At Il Margutta, the visionary pop exhibition by the artist Marco Innocenti (Brivido Pop) reveals a disruptive and humorous approach to Leonardo’s art and legacy. The display is hosted in one of the most popular vegetarian restaurants of the capital whose owners, Claudio and Tina Vannini, combine food and art. Leonardo da Vinci perfectly fits in this context as he was probably a vegetarian himself.

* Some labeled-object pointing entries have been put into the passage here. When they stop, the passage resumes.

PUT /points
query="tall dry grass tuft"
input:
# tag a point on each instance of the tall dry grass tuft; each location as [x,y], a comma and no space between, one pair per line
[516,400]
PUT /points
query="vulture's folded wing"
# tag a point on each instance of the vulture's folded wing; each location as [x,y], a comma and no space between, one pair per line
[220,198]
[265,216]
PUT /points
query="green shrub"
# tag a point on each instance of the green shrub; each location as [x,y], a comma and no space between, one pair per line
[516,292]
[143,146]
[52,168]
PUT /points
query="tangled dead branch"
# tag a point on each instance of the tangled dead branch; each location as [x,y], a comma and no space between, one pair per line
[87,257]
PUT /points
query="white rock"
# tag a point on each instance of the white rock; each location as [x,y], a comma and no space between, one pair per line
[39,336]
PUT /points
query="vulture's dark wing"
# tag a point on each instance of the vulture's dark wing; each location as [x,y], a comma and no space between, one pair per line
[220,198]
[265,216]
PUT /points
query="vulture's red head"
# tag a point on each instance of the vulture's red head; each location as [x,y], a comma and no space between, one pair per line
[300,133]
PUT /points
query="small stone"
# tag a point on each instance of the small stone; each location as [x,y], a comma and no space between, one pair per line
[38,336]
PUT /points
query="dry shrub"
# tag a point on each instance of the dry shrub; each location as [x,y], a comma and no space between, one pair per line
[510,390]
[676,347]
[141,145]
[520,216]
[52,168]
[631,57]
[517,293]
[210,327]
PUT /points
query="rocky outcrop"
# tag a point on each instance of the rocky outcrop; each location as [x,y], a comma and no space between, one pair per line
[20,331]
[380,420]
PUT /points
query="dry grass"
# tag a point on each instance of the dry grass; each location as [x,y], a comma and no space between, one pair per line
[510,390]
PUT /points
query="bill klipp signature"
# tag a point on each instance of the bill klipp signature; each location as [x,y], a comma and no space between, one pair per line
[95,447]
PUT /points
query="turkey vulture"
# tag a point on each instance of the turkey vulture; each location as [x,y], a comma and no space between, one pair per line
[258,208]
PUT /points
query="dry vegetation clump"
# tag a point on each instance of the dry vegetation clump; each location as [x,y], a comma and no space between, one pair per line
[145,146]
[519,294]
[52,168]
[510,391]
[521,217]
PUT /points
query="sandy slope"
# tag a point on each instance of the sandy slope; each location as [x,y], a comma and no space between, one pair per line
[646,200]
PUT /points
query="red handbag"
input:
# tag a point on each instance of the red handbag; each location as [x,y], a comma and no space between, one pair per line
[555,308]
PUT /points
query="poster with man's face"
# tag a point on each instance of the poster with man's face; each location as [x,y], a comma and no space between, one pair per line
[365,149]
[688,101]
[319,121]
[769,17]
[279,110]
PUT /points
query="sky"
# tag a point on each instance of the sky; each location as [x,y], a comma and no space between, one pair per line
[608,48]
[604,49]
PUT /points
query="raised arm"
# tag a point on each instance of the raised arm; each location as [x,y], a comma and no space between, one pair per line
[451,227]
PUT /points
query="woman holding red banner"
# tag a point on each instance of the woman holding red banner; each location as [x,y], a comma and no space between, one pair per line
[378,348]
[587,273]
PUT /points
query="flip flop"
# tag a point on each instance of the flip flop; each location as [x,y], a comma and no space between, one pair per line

The artworks on display are all collages that focus on Leonardo’s most famous paintings and ironically comment on their connections with modern art, cinema and the world of celebrities. They are reminiscent of Edoardo Paolozzi’s artwork as well as of pop art but without the political angle. In Brivido Pop’s work the emphasis seems to be on the social issues where the ludic intent is pervasive and the crowding of images on the canvas convey the comic aspect of our overloaded, hedonistic society. The collage works surreptitiously comment and allude to the weaknesses and fears of our society, indulging in an intentional binge of images of icon figures. This is clear in ‘Amiche Mie’ (my girlfriends) in which ‘Lady with an Ermine’ and ‘Le Belle Ferronière’ are juxtaposed to the stars of the cinema of the 1950s and 1960s. ‘Il Vigile Vitruvio’ (the Vitruvian traffic policeman) humorously alludes to the perfect proportions of the human body in Vitruvius’s treatise and portraits Italian actors such as Alberto Sordi as a traffic warden and Walter Chiari, as well as referring to Keith Haring’s artwork. Other intriguing works are the ones inspired by ‘The Last Supper’ (‘Supper, Supper’), with a display of vegetarian food on the table and famous Renaissance portraits in place of the disciples; ‘Facciamo la Pace’ (let’s make peace), with portraits of religious leaders and the face of ‘Salvator Mundi’ by Leonardo in the middle, and ‘ ‘Il Padrino, Er Mellino’ referring to The Godfather and to ‘The Lady with an Ermine’. It is a revisitation that provokes and entertains.
Leonardo’s work and life are an incredible demonstration of the boundless potentials of human beings. Vasari claimed that he had ‘supernatural gifts, gifts of god’ and that his intellect was ‘divine and miraculous’. According to his contemporaries, he combined ingegno (genius) and virtù (worth and merit). He was a great artist but at the same time he relied on science and mathematics. According to him, a painter had to learn perspective and proportions at first, then copy from great masters and nature, practice and finally surpass their master.
During his life, he moved from one court to the other searching for the ideal patron who could allow him to develop his art and his projects, ending his life in France at the court of Francis I. His characteristic sfumato style, that is, the technique of blending tones, well symbolises his vision that wished to explore what he saw in nature not as a simple imitation but as a source of progress in human thirst for knowledge.